There is no transmission in the new Roadster model either, just buttons on the centre console for D (Drive), N (Neutral), R (Reverse), or P (Park). Touch D, and off you go.
This test car was the Sport version, which costs an additional $19,500 and for that, offers a better tuned suspension, 288 hp and 295 lbs-ft. of torque.
It's the difference between 3.7 seconds and 3.9 seconds to 100 km/h, which doesn't seem like much.
Careful with the steering. Like the Elise, there is no power assist, and while Tesla's extra half-tonne of weight is concentrated over the rear wheels, I don't recall the Elise's helm being this heavy at parking lot speeds.
Once rolling, the steering is, again as in Elise, delightful: light, very quick and direct. The ride, not surprisingly, is Elise-like: firm but not unpleasant. The Sport's expensive suspension is adjustable, though preferably by a Tesla technician.
The seats are adjustable only for reach (the driver also has a hand-inflatable lumbar support) but are quite comfortable. Loads of legroom, although your right shoulder might have to buy your passenger's left shoulder dinner before you go for a ride together. The glove box will take, well, a pair of gloves. Thin gloves. There are two tiny cubby bins at either end of the dashboard. You will travel light.
Stab the accelerator, and Tesla's party-trick promise that your passenger will not be able to adjust the radio seems eminently plausible this thing is a rocket ship.
Electric motors theoretically develop their maximum torque at zero r.p.m., so launch is instant and immediate.
In-town lane-change squirts literally leave other cars in your dust. You keep praying you'll line up beside a Porsche or Ferrari at a stoplight.
You swear you'll do the right, environmentally friendly, noblesse-oblige thing. But you wouldn't. You'd smoke the guy.
It keeps hauling too; even at highway speeds, acceleration is nothing short of breathtaking.
The regenerative braking system is much more powerful than in any hybrid you may have driven, and yet it feels very natural and progressive much better than any hybrid as well.
In semi-normal driving, you will only really need to touch the brake pedal to come to a complete stop; to make the car feel as normal as possible they've built in a little "idle creep."

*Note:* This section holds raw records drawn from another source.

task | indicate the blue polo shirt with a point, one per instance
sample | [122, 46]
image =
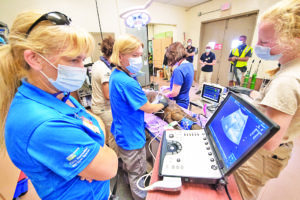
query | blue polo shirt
[51, 143]
[208, 59]
[126, 98]
[183, 75]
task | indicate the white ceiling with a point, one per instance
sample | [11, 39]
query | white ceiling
[182, 3]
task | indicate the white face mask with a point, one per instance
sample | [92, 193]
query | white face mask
[68, 78]
[264, 53]
[135, 65]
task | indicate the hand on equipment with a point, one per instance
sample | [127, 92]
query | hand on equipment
[238, 89]
[163, 100]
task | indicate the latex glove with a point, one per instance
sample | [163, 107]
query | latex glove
[168, 95]
[164, 101]
[239, 89]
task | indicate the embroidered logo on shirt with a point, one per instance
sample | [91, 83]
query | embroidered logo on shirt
[77, 156]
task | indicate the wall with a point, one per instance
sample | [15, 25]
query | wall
[84, 14]
[237, 8]
[154, 29]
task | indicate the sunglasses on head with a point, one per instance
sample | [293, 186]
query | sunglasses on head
[56, 18]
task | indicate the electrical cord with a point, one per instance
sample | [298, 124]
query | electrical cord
[149, 145]
[227, 192]
[167, 184]
[224, 183]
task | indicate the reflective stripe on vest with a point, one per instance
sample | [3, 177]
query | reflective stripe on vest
[235, 52]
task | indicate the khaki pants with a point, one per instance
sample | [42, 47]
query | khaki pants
[167, 73]
[134, 163]
[260, 168]
[204, 77]
[106, 116]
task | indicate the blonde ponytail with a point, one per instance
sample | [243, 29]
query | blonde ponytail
[46, 39]
[10, 77]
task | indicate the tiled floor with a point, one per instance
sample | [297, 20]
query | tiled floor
[286, 186]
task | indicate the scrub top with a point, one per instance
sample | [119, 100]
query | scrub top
[183, 75]
[52, 143]
[126, 98]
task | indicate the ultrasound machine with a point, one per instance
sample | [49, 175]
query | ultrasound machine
[234, 132]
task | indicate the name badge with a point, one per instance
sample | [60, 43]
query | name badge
[89, 124]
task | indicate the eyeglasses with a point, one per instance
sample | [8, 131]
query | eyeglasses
[56, 18]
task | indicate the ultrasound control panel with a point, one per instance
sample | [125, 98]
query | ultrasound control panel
[188, 153]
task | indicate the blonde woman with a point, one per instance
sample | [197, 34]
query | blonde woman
[182, 76]
[101, 71]
[128, 104]
[48, 134]
[278, 39]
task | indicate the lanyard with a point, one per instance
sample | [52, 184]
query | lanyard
[66, 95]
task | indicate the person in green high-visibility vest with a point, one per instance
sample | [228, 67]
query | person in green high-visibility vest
[238, 58]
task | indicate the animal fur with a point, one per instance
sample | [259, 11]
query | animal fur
[172, 112]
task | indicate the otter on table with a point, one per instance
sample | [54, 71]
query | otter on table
[173, 112]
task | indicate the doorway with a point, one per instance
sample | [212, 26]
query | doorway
[224, 32]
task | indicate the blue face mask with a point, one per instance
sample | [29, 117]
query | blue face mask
[135, 65]
[68, 78]
[264, 53]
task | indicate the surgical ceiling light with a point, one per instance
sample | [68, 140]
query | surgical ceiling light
[137, 17]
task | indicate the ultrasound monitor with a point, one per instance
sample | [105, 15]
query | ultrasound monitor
[211, 93]
[236, 129]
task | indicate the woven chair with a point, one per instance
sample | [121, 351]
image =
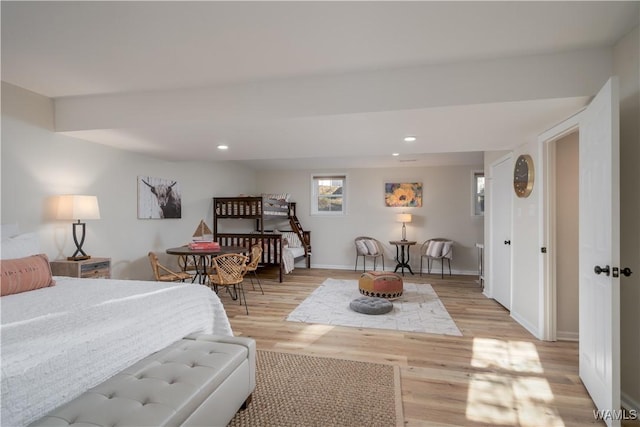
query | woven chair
[229, 272]
[252, 265]
[164, 274]
[438, 249]
[195, 266]
[368, 247]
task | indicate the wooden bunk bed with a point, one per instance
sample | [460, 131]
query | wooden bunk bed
[274, 250]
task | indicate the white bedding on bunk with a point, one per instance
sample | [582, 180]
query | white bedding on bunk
[288, 258]
[59, 341]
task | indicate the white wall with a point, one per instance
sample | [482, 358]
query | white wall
[627, 67]
[527, 286]
[446, 212]
[567, 249]
[38, 164]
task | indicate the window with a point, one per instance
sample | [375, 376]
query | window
[328, 195]
[477, 193]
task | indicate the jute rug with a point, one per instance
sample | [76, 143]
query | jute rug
[298, 390]
[418, 309]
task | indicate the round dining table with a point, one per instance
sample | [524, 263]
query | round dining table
[200, 257]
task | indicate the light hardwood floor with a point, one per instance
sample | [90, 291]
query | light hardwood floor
[496, 374]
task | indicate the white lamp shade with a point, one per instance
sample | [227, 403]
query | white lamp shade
[76, 207]
[403, 217]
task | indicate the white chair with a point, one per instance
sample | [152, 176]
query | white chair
[438, 249]
[368, 247]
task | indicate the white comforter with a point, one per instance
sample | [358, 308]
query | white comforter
[57, 342]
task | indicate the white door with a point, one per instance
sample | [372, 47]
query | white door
[501, 193]
[600, 248]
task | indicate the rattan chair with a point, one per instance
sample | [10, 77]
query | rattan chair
[438, 249]
[229, 273]
[252, 265]
[164, 274]
[368, 247]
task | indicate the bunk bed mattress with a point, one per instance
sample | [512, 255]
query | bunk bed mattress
[59, 341]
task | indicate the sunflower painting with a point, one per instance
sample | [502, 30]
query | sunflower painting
[406, 194]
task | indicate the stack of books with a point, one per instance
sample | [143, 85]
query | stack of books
[201, 245]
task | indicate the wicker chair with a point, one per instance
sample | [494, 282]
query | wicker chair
[164, 274]
[368, 247]
[229, 272]
[438, 249]
[252, 265]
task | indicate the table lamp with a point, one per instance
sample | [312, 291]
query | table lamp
[75, 207]
[403, 218]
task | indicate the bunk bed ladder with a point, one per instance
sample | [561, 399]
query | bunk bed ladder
[297, 228]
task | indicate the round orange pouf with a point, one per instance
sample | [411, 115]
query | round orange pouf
[380, 284]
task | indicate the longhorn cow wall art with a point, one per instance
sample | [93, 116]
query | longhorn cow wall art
[159, 198]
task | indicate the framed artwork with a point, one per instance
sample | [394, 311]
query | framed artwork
[405, 194]
[159, 198]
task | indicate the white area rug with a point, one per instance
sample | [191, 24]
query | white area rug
[418, 310]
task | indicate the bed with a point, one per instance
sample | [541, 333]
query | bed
[60, 340]
[281, 248]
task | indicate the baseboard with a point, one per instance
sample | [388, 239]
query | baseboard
[525, 324]
[628, 403]
[567, 336]
[387, 268]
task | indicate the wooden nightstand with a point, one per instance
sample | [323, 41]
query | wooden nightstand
[94, 268]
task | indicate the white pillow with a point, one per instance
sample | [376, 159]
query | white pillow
[292, 239]
[372, 247]
[435, 249]
[20, 246]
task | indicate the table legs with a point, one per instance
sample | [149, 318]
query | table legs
[402, 258]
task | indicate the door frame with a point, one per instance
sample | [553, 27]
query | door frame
[547, 216]
[493, 239]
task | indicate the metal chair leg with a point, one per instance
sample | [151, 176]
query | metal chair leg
[258, 279]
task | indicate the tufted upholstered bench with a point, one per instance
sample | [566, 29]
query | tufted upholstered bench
[201, 380]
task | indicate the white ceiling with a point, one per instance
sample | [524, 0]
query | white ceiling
[103, 53]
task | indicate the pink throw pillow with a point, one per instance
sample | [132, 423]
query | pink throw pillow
[25, 274]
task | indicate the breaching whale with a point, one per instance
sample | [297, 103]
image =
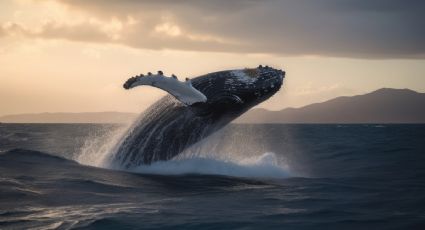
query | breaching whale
[193, 110]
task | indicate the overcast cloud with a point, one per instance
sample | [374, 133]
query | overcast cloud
[342, 28]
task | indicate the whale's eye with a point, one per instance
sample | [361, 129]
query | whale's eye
[251, 72]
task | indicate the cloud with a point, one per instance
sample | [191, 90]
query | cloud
[343, 28]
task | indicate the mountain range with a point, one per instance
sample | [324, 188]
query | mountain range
[381, 106]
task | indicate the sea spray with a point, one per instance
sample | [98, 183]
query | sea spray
[97, 148]
[263, 166]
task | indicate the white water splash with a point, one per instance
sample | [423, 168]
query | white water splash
[263, 166]
[97, 148]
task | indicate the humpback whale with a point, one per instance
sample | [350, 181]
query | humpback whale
[193, 110]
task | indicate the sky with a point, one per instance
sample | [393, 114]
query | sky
[74, 55]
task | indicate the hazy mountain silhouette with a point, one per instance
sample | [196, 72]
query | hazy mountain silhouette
[380, 106]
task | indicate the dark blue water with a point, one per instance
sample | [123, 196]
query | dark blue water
[273, 177]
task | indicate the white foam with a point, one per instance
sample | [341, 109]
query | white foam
[263, 166]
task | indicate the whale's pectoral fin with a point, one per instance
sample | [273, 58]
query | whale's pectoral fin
[182, 91]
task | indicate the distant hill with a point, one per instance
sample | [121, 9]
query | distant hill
[380, 106]
[98, 117]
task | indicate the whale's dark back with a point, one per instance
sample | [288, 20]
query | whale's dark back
[168, 127]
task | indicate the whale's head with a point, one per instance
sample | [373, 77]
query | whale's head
[239, 90]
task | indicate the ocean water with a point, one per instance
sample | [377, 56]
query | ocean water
[244, 177]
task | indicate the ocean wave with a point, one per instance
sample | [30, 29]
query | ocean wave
[263, 166]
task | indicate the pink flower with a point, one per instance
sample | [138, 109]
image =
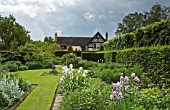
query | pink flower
[121, 78]
[137, 79]
[121, 74]
[61, 79]
[137, 88]
[114, 84]
[119, 96]
[114, 93]
[111, 96]
[133, 75]
[126, 78]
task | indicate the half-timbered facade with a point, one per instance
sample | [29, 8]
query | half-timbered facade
[81, 43]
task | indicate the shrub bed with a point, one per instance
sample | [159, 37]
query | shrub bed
[155, 61]
[92, 56]
[152, 35]
[12, 88]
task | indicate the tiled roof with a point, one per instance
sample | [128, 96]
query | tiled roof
[74, 41]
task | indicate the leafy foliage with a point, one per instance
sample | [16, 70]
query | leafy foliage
[94, 97]
[12, 87]
[70, 48]
[152, 35]
[12, 32]
[136, 20]
[49, 39]
[69, 58]
[154, 98]
[155, 62]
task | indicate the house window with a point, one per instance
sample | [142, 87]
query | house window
[94, 45]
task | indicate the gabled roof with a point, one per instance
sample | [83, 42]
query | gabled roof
[80, 41]
[97, 38]
[74, 41]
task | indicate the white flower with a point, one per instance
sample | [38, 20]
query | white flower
[77, 78]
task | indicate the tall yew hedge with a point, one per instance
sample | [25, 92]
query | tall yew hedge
[151, 35]
[154, 60]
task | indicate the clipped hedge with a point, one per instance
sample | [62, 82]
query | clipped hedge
[151, 35]
[154, 60]
[61, 53]
[92, 56]
[109, 56]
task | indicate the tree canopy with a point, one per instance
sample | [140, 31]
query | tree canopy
[136, 20]
[11, 32]
[49, 39]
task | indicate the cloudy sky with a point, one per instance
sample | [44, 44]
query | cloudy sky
[73, 17]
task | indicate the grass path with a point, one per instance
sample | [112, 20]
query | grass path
[42, 96]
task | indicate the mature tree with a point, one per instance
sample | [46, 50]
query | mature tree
[70, 48]
[12, 32]
[135, 20]
[49, 39]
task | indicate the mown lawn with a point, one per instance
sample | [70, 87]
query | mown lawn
[42, 96]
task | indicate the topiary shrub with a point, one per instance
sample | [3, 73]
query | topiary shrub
[70, 48]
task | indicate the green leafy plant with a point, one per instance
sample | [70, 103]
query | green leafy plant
[72, 80]
[70, 48]
[125, 92]
[12, 87]
[69, 58]
[94, 97]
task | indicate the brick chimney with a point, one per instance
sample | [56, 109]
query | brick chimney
[56, 35]
[106, 36]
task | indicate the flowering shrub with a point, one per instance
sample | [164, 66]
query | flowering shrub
[12, 87]
[93, 97]
[125, 92]
[72, 80]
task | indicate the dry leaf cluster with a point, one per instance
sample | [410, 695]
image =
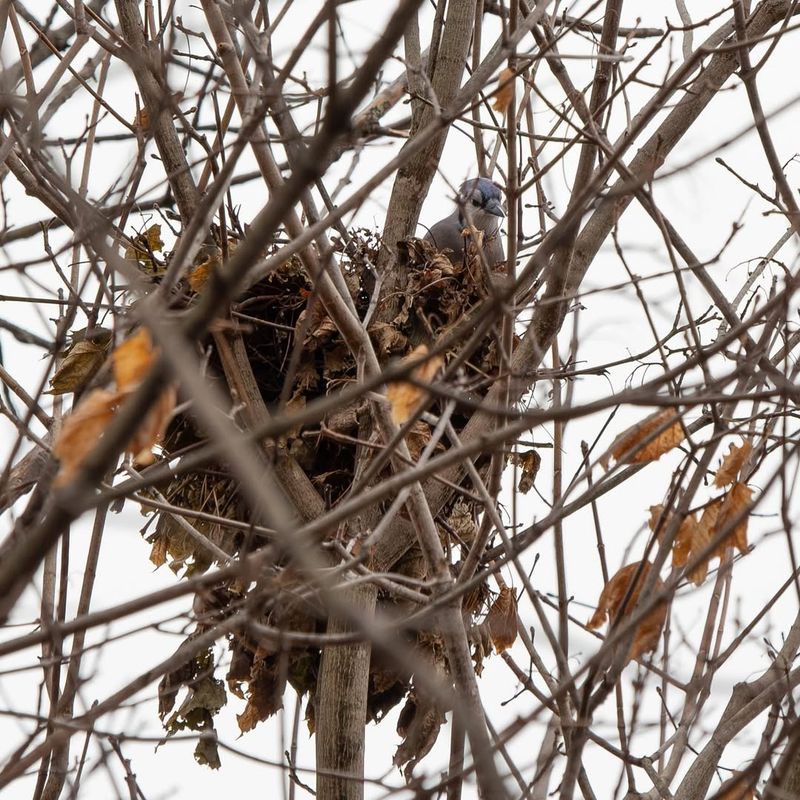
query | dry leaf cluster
[647, 440]
[619, 599]
[130, 362]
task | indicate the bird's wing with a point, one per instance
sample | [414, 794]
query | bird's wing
[493, 250]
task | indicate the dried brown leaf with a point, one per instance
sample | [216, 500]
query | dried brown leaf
[144, 245]
[142, 119]
[419, 723]
[387, 338]
[200, 274]
[152, 430]
[640, 443]
[81, 430]
[417, 439]
[731, 465]
[502, 620]
[158, 551]
[79, 366]
[735, 788]
[614, 592]
[529, 463]
[132, 360]
[735, 503]
[504, 93]
[406, 398]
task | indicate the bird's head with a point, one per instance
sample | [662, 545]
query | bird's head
[480, 202]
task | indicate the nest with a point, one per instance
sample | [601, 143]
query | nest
[297, 356]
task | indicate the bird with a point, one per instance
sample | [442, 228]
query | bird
[478, 204]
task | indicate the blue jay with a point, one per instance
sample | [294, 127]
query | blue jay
[477, 204]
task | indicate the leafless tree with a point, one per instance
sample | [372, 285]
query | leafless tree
[381, 473]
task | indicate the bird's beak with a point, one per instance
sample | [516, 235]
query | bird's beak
[494, 207]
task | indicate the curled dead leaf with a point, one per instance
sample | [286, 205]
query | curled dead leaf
[81, 430]
[504, 93]
[85, 425]
[735, 506]
[405, 398]
[609, 605]
[144, 245]
[502, 620]
[529, 463]
[736, 788]
[132, 360]
[647, 440]
[732, 464]
[80, 365]
[690, 540]
[151, 432]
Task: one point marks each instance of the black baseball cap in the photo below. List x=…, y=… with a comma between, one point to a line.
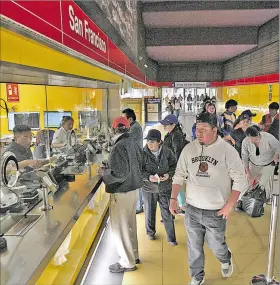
x=274, y=106
x=205, y=117
x=244, y=117
x=169, y=120
x=230, y=103
x=154, y=135
x=249, y=113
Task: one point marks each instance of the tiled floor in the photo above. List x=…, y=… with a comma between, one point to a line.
x=164, y=264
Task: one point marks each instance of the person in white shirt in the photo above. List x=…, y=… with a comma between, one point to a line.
x=62, y=136
x=215, y=178
x=260, y=155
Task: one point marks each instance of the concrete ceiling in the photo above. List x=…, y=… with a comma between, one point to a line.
x=196, y=31
x=231, y=18
x=196, y=52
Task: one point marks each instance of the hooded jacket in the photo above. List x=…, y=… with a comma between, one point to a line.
x=125, y=165
x=136, y=133
x=269, y=146
x=165, y=163
x=238, y=135
x=175, y=141
x=271, y=126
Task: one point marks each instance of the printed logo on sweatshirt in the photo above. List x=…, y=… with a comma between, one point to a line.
x=204, y=162
x=202, y=170
x=205, y=158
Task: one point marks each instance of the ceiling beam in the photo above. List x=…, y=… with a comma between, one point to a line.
x=201, y=36
x=167, y=6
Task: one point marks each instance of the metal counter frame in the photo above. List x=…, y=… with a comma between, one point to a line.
x=28, y=257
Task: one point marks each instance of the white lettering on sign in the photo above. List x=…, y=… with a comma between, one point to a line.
x=75, y=23
x=191, y=84
x=85, y=31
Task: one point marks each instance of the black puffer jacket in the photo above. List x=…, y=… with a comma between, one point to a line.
x=165, y=163
x=238, y=135
x=175, y=141
x=125, y=165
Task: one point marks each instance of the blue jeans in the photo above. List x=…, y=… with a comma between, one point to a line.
x=181, y=198
x=140, y=202
x=204, y=225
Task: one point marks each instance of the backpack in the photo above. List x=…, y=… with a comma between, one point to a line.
x=180, y=127
x=253, y=201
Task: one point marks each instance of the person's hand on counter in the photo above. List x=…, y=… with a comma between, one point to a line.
x=31, y=163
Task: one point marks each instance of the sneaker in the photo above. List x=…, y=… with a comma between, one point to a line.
x=117, y=268
x=269, y=201
x=139, y=211
x=180, y=212
x=197, y=282
x=151, y=237
x=227, y=268
x=238, y=207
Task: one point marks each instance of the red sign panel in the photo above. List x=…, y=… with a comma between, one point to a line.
x=81, y=34
x=12, y=92
x=66, y=23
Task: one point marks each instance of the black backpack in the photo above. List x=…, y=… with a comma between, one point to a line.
x=253, y=202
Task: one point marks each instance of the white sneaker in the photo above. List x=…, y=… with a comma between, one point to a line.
x=197, y=282
x=227, y=268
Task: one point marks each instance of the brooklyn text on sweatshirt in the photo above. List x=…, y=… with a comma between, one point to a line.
x=210, y=171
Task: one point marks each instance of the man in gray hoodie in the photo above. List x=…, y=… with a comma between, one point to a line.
x=215, y=178
x=136, y=133
x=122, y=177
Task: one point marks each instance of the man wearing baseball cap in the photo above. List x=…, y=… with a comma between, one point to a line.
x=175, y=141
x=122, y=178
x=270, y=121
x=215, y=179
x=244, y=121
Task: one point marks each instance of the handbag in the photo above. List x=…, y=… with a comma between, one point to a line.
x=253, y=201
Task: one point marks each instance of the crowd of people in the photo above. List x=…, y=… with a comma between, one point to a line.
x=227, y=156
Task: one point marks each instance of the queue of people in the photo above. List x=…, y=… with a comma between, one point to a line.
x=217, y=168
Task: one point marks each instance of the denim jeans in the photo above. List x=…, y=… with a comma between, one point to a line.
x=204, y=225
x=150, y=200
x=181, y=198
x=140, y=202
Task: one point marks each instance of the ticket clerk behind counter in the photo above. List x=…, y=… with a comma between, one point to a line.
x=20, y=146
x=62, y=136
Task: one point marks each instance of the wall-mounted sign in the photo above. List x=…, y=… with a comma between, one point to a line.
x=153, y=109
x=191, y=84
x=66, y=23
x=12, y=92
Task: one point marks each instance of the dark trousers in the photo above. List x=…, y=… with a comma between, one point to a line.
x=205, y=225
x=150, y=204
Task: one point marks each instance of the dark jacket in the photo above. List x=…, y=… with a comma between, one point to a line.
x=136, y=133
x=273, y=129
x=165, y=163
x=125, y=165
x=19, y=151
x=175, y=141
x=238, y=135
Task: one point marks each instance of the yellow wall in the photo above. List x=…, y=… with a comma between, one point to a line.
x=253, y=97
x=36, y=98
x=21, y=50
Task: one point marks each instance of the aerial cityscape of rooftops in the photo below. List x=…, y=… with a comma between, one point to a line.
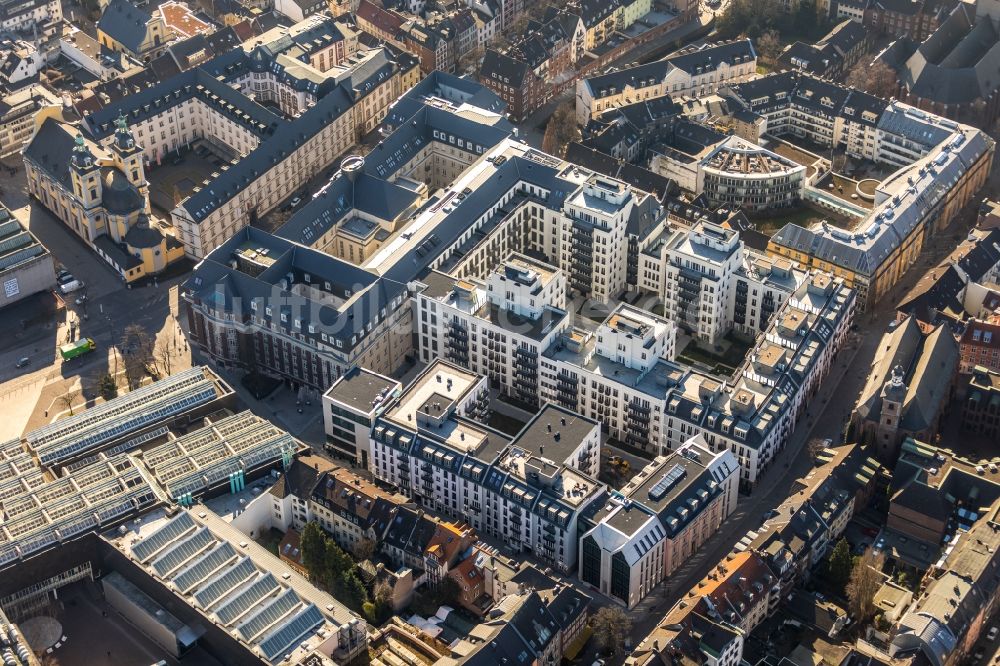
x=499, y=333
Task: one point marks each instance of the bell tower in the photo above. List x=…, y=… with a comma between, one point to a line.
x=128, y=156
x=85, y=174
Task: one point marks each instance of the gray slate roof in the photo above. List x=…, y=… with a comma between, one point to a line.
x=125, y=23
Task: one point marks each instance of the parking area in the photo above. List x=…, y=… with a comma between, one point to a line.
x=97, y=635
x=175, y=178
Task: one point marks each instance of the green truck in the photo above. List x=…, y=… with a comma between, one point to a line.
x=82, y=346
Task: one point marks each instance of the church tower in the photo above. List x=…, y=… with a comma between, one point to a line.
x=128, y=157
x=85, y=174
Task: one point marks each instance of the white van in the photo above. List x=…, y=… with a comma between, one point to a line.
x=71, y=286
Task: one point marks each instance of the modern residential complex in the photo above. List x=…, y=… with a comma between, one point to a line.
x=940, y=165
x=640, y=535
x=695, y=71
x=528, y=491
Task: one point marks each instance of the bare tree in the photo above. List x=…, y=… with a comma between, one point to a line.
x=769, y=45
x=164, y=355
x=363, y=549
x=866, y=579
x=611, y=625
x=815, y=447
x=137, y=348
x=876, y=78
x=67, y=399
x=469, y=61
x=561, y=129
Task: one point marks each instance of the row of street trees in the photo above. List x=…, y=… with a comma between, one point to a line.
x=330, y=567
x=860, y=577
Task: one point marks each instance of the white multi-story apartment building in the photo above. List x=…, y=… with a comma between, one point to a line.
x=693, y=273
x=497, y=328
x=272, y=156
x=754, y=414
x=694, y=71
x=641, y=535
x=943, y=163
x=527, y=491
x=613, y=374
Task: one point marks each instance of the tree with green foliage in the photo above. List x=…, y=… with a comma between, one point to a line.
x=866, y=579
x=839, y=565
x=107, y=386
x=769, y=45
x=338, y=562
x=448, y=591
x=349, y=589
x=312, y=544
x=379, y=609
x=611, y=625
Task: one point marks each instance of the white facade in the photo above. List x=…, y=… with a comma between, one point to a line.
x=660, y=519
x=428, y=446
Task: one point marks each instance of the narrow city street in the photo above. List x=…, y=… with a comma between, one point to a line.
x=828, y=412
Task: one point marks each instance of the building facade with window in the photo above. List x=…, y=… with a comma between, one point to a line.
x=527, y=491
x=639, y=536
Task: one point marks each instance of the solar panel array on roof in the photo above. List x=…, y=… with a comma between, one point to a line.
x=148, y=547
x=267, y=616
x=204, y=567
x=663, y=486
x=291, y=633
x=176, y=556
x=247, y=599
x=225, y=583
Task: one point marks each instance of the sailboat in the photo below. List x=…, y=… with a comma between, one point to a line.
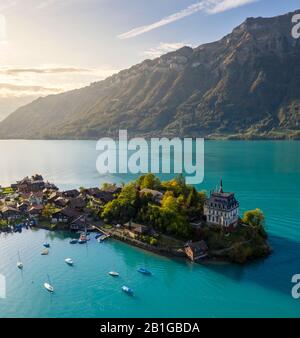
x=144, y=271
x=113, y=273
x=48, y=286
x=69, y=261
x=127, y=290
x=19, y=263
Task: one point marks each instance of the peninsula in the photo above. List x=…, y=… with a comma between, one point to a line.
x=169, y=218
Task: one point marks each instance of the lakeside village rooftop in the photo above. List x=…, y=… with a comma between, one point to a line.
x=30, y=197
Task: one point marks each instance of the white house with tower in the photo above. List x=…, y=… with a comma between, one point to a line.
x=222, y=208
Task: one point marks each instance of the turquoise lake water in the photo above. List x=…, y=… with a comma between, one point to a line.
x=262, y=174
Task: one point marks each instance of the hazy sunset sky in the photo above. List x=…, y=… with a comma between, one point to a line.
x=49, y=46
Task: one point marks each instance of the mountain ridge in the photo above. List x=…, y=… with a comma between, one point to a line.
x=243, y=86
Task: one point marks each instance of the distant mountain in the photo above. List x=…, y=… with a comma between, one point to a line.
x=9, y=104
x=246, y=85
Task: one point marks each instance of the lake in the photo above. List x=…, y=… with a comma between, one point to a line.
x=262, y=174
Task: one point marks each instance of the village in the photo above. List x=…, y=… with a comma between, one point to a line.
x=169, y=218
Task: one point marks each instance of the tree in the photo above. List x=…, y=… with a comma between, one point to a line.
x=124, y=207
x=148, y=181
x=254, y=218
x=108, y=186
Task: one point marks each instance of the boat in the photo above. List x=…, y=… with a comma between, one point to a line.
x=19, y=262
x=69, y=261
x=102, y=238
x=144, y=271
x=83, y=238
x=127, y=290
x=48, y=286
x=113, y=273
x=98, y=236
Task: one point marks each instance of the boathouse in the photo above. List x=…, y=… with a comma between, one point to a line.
x=196, y=250
x=222, y=208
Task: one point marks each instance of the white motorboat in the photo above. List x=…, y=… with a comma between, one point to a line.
x=48, y=287
x=69, y=261
x=19, y=262
x=114, y=273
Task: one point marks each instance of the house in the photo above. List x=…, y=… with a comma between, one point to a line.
x=135, y=229
x=61, y=202
x=113, y=189
x=35, y=210
x=71, y=193
x=66, y=215
x=196, y=250
x=77, y=203
x=10, y=213
x=35, y=183
x=53, y=196
x=36, y=198
x=79, y=223
x=222, y=209
x=92, y=192
x=23, y=207
x=156, y=195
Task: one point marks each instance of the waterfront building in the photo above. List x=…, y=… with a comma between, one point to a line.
x=222, y=208
x=155, y=194
x=196, y=250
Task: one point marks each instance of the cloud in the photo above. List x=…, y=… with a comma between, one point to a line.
x=164, y=48
x=5, y=5
x=43, y=80
x=48, y=3
x=2, y=28
x=58, y=70
x=208, y=6
x=8, y=89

They should also build in partial illumination of the brake lights on deceleration, because people following you will have no clue you're slowing as quickly as you really are.
There are four modes for the battery that you can select: Standard; Performance (which gives an extra 10 per cent or so boost, with a cost to the range); Range (which slows everything 10 per cent or so, to give a bit more distance), and Storage, for when you go on vacation and don't want everything to drain.
But all I had was those two range numbers staring me balefully in the face, as I alternated between driving normally and full-on hooliganism.
Talk about "range anxiety," the recently invented term that describes how you feel when that bar graph starts receding.
I actually came up with another type of range anxiety: how hard can I drive it in the last few minutes to home to use up as many of those klicks as I can without getting stranded? In the final analysis, I drove a total of 189 real kilometres, leaving the DILYSI number at 42, and the Granddad number at 54.
But with more practice, I'm sure I'd be able to limp home on the last few milliwatts, the electric equivalent of "fumes."
At this point, the Tesla Roaster is a toy a highly entertaining toy, although if you have a short commute and/or 220 V access at your place of work, it could be a commuter car too.
It really is quite well-developed, given that the entire company is only a few years old and has already done something that one of the "real" car companies has yet managed: it's developed a legal production car (with a free pass from the U.S. safety mavens for old-style airbags) that runs solely on lithium-ion batteries.
As with all Lotuses, there are hints of kit car here and there in the Tesla, occasional loose bits, unfinished or indifferently fitted components, the stress on light weight tending towards flimsiness.
You wouldn't accept these in a $150,000 Porsche, but you will overlook them in the Tesla.
It is huge fun to drive, and the only low-to-no-emissions vehicle that does, to contradict Kermit, make it easy to be green.